Manipular células vivas de modo que elas produzam um medicamento é certamente uma das grandes promessas da indústria farmacêutica — mas não a única. Uma nova frente de pesquisa prevê a utilização de nanotecnologia para desenvolver remédios — em outras palavras, aplicar princípios da física quântica para manipular átomos de modo que o remédio tenha uma ação específica, com menos efeitos colaterais. Embora se trate de uma vertente ainda bastante restrita aos laboratórios de universidades, estima-se que o mercado para esse tipo de medicamento deva movimentar 300 bilhões de dólares nos próximos cinco anos. A brasileira Biolab é uma das farmacêuticas mais avançadas do mundo nesse sentido.
Entre os remédios em estudo, está a criação de um creme anestésico para a pele que não penetre na corrente sanguínea (em doses muito altas, esse tipo de remédio pode ser fatal). “O futuro não está na produção de drogas pesadas, mas no desenvolvimento de remédios mais eficazes”, diz Dante Alário Jr., diretor da Biolab. Uma vertente dos cientistas trabalha para a construção de um futuro que una fármacos e alimentos, os chamados nutricêuticos — uma categoria de produtos que ficou conhecida graças à popularização de bebidas e óleos funcionais, enriquecidos com substâncias como vitaminas e ômega-3. Em empresas como a Monsanto, por exemplo, existem pesquisas avançadas com o objetivo de dar mais um passo com essa tecnologia: criar alimentos que sejam capazes de produzir substâncias que possam prevenir — ou curar — doenças.

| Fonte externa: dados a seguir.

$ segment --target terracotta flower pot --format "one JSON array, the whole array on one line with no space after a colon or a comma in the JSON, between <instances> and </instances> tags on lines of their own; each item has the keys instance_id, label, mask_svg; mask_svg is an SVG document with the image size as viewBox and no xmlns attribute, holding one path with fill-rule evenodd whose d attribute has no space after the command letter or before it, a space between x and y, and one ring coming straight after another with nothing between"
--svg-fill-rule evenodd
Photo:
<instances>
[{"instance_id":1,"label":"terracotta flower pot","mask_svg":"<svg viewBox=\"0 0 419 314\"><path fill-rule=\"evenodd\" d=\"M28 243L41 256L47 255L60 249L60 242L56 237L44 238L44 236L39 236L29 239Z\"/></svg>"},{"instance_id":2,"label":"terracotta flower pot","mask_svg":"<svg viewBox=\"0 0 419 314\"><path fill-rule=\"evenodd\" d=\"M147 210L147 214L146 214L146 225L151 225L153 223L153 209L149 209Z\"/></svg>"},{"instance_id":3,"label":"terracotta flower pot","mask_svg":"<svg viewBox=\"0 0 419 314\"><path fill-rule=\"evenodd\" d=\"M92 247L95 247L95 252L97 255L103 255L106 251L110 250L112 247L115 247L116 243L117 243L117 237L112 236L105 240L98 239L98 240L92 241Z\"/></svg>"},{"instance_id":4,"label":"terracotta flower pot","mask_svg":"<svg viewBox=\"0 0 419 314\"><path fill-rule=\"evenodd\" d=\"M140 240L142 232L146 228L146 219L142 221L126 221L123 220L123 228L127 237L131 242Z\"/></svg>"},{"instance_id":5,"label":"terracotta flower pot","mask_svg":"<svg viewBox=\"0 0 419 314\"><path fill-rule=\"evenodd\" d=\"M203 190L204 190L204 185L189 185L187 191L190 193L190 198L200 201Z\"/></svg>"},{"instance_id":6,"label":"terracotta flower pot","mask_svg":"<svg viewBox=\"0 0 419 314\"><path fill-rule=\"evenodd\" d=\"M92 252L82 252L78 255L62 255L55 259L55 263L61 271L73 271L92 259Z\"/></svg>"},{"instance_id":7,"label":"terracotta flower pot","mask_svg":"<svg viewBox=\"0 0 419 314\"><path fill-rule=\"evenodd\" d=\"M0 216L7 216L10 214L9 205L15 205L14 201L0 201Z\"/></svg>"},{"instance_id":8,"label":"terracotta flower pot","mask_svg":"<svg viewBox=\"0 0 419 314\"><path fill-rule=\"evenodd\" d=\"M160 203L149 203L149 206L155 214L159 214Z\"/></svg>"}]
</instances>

Em última análise, é como se um hipertenso ou alguém com colesterol alto pudesse se tratar consumindo determinado tipo de banana em vez de ingerir os tradicionais medicamentos. “Essas pesquisas são realizadas por meio da manipulação do código genético das sementes”, diz um executivo do setor que teve acesso a alguns resultados da pesquisa. “Embora ainda esteja numa fase embrionária, é uma das principais apostas da empresa.”
Numa indústria em constante busca pela inovação, é natural que impere certo otimismo em relação a novas descobertas — mas isso está longe de garantir o sucesso da empreitada. Basta lembrar que o Projeto Genoma, criado com o objetivo de decifrar o DNA humano, consumiu 20 bilhões de dólares em investimentos entre 1996 e 2000, quando foi concluído — e, até agora, não produziu nenhum dos resultados espetaculares alardeados na época, como a cura de doenças antes mesmo que elas se manifestem. No caso desses novos medicamentos, há dois enormes obstáculos à frente das farmacêuticas: o tempo e o dinheiro. Estima-se que sejam necessários de 15 a 20 anos para que esses remédios estejam maciçamente disponíveis no mercado, uma eternidade num setor cujas margens caem ano a ano. Além disso, o custo de desenvolvimento dessas novas tecnologias é altíssimo. A nova fábrica de remédios biológicos da Bristol, por exemplo, custou dez vezes mais que a construção da nova linha de produção da brasileira Eurofarma, destinada à fabricação de medicamentos genéricos. “Essa é uma indústria que depende de inovação”, diz Piccolo, da Biogen. “Para nós, o futuro começa agora.”